If a tumor is diagnosed as being alveolar rhabdomyosarcoma, aggressive treatment for patients suffering from such tumors is undertaken to destroy and/or remove it.
After surgery is performed, there is a need to determine whether or not the surgeon removing the tumor has removed a sufficiently large section of tissue to ensure that no malignant cells remain. Normally, tissue from the margin of surgical resection is obtained and analyzed by a pathologist who examines the material to detect alveolar rhabdomyosarcoma cells. There are shortcomings to these procedures; in particular, it is very possible that tumor cells which are present can escape detection.
In addition to examining surrounding tissue to determine if metastasis has taken place, it is also desirable to test bone marrow. Using the currently available techniques, such examinations are insufficiently sensitive in many cases.

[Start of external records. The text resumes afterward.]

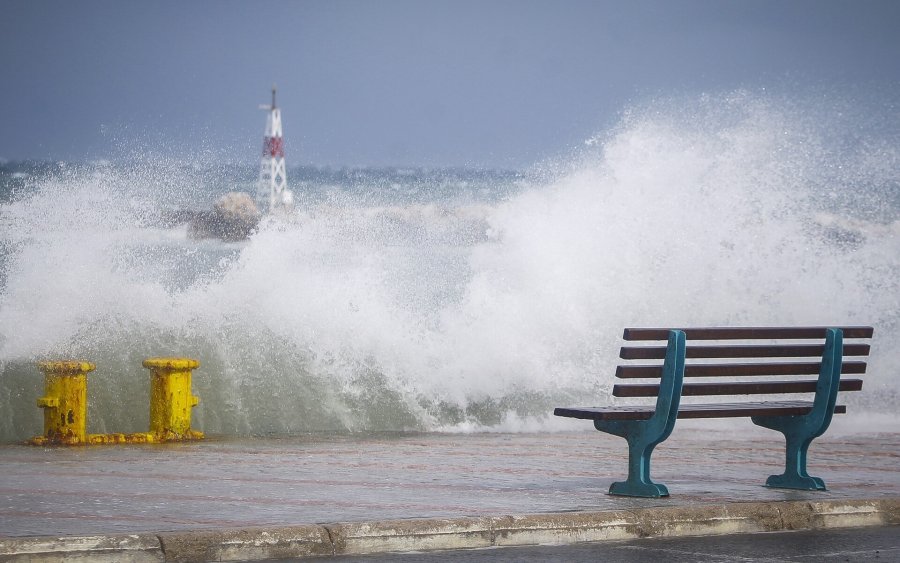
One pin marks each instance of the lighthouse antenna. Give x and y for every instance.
(272, 188)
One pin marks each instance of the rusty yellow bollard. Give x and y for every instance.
(171, 400)
(64, 402)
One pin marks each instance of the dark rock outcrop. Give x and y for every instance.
(234, 217)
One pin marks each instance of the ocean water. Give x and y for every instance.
(452, 299)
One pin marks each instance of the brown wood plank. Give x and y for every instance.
(733, 388)
(745, 333)
(738, 370)
(771, 351)
(717, 410)
(723, 410)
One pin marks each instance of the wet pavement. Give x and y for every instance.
(236, 483)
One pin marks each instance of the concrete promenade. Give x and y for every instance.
(322, 495)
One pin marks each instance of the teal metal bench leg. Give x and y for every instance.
(644, 435)
(800, 431)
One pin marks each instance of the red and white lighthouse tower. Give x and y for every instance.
(272, 189)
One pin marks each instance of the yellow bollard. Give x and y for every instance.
(64, 402)
(171, 400)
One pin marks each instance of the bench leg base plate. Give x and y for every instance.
(638, 489)
(800, 482)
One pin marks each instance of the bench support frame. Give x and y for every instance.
(799, 431)
(644, 435)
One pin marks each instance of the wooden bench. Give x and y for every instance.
(730, 362)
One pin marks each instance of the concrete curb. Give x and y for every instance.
(457, 533)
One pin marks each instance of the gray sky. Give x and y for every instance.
(394, 82)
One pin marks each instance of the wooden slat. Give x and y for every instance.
(733, 388)
(745, 333)
(738, 370)
(772, 351)
(718, 410)
(721, 410)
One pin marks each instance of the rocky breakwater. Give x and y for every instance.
(234, 216)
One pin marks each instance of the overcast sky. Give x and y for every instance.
(392, 82)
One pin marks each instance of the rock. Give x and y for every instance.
(233, 218)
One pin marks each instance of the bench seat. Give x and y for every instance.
(731, 363)
(711, 410)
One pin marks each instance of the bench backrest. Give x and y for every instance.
(741, 361)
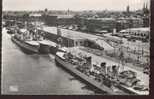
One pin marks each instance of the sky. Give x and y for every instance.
(76, 5)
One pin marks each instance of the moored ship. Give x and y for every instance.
(47, 46)
(102, 78)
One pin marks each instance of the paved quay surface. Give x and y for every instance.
(24, 74)
(97, 60)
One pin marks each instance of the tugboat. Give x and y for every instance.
(104, 78)
(26, 40)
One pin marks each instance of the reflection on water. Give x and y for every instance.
(35, 74)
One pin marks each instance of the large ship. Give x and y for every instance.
(101, 77)
(25, 39)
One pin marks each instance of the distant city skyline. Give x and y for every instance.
(76, 5)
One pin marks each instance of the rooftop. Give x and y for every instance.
(137, 29)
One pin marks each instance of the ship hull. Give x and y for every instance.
(27, 48)
(69, 67)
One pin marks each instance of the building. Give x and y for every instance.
(98, 24)
(129, 22)
(140, 33)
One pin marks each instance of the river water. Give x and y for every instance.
(24, 74)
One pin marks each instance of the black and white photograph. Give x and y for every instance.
(75, 47)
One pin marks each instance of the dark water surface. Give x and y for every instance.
(24, 74)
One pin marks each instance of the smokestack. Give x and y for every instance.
(114, 31)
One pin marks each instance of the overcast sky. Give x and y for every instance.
(72, 4)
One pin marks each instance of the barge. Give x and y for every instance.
(27, 46)
(105, 83)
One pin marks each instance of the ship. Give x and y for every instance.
(25, 41)
(123, 83)
(47, 46)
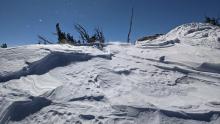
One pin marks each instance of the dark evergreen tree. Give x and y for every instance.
(61, 35)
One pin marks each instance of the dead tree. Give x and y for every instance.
(83, 33)
(130, 26)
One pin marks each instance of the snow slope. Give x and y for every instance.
(174, 79)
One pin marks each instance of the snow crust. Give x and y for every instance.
(57, 84)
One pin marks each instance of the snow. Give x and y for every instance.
(122, 83)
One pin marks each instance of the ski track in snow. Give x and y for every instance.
(120, 84)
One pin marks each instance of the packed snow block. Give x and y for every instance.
(131, 111)
(89, 98)
(21, 109)
(209, 67)
(49, 62)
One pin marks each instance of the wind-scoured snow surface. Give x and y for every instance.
(174, 79)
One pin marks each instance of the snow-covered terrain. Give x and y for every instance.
(174, 79)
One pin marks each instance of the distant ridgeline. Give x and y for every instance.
(152, 37)
(4, 45)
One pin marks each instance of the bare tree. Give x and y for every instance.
(83, 33)
(130, 26)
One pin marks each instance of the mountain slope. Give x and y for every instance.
(160, 81)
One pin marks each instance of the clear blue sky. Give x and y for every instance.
(22, 20)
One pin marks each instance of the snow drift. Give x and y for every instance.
(173, 79)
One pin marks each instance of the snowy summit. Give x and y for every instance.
(168, 79)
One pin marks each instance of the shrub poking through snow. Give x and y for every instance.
(213, 21)
(98, 36)
(64, 38)
(162, 59)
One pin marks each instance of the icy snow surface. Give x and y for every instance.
(174, 79)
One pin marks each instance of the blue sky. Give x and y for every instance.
(22, 20)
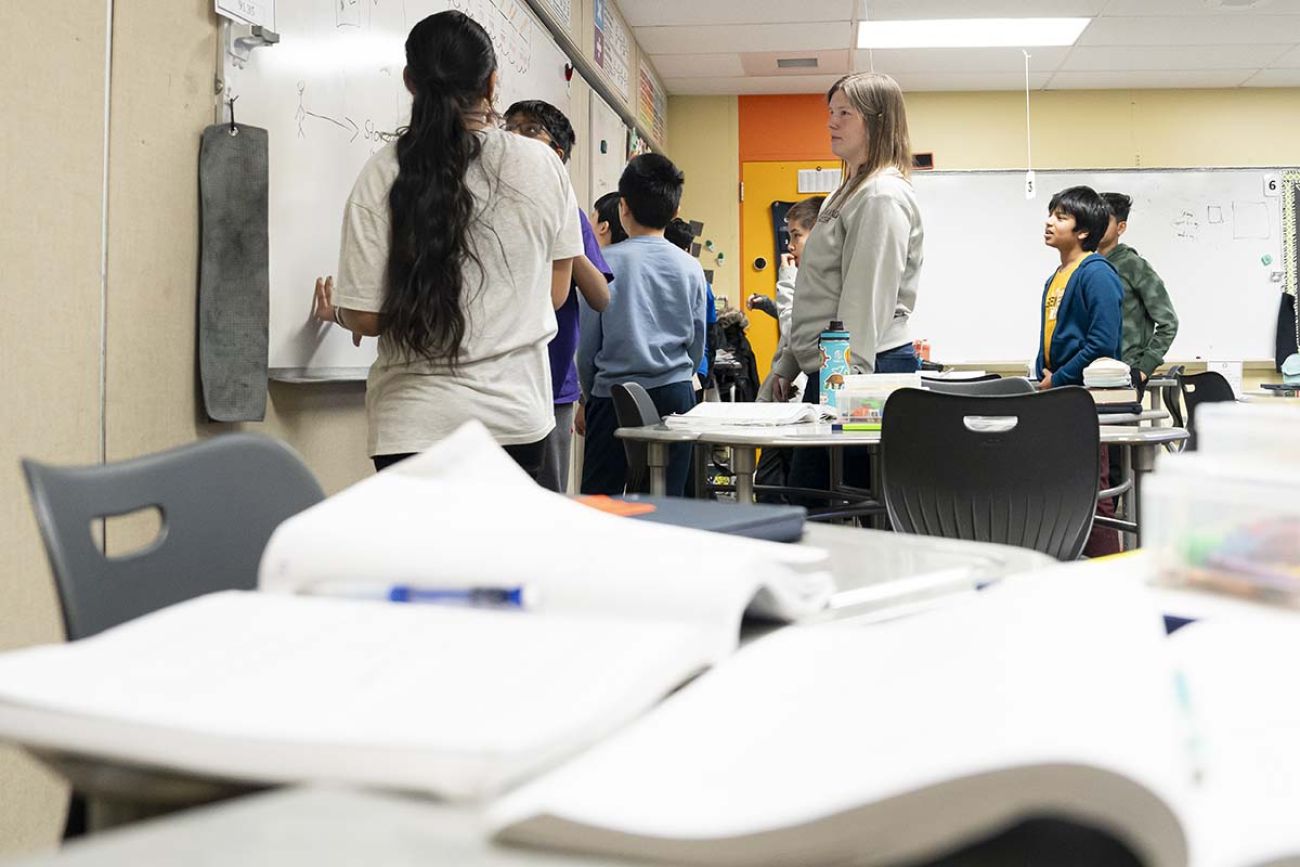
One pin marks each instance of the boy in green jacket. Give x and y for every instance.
(1149, 323)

Moreover, early detection of reoccurring tumors is desirable in order to indicate the need to begin therapy again. It is desirable to be able to detect cells at the earliest possible time.
Cytogenetic investigations have recently identified a characteristic translocation of chromosome 2 and 13 t(2;13)(q35;q14) in the majority of alveolar rhabdomyosarcomas (Douglass, E. C. et al., (1987) Cytogenetics and Cell Genetics 45:148-155). That is, a portion of chromosome 2 and a port of chromosome 13 each break off from their respective chromosomes and attach to the other chromosome. Thus, in the alveolar rhabdomyosarcoma cells, the derivative chromosome 2 contains a portion of chromosome 13 and the derivative chromosome 13 contains a portion of chromosome 2.
The association of alveolar rhabdomyosarcoma with a specific chromosomal translocation permits alveolar rhabdomyosarcoma cells to be distinguished from other small, round tumor cells by microscopic examination of genetic material from tumor cells. Metaphase chromosomes must be observed and abnormalities detected. Karyotypes are made using the chromosomes from tumor cells. Chromosomes 2 and 13 are visually inspected to discover whether or not translocation has occurred. This procedure has several shortcomings. It is time consuming and relies on unpredictable growth and chromosomal banding characteristics of the tumor cells. Moreover, it requires a high degree of expertise and often repeated attempts.
Accordingly, there is a need for an improved method of detecting the presence of alveolar rhabdomyosarcoma tumor cells.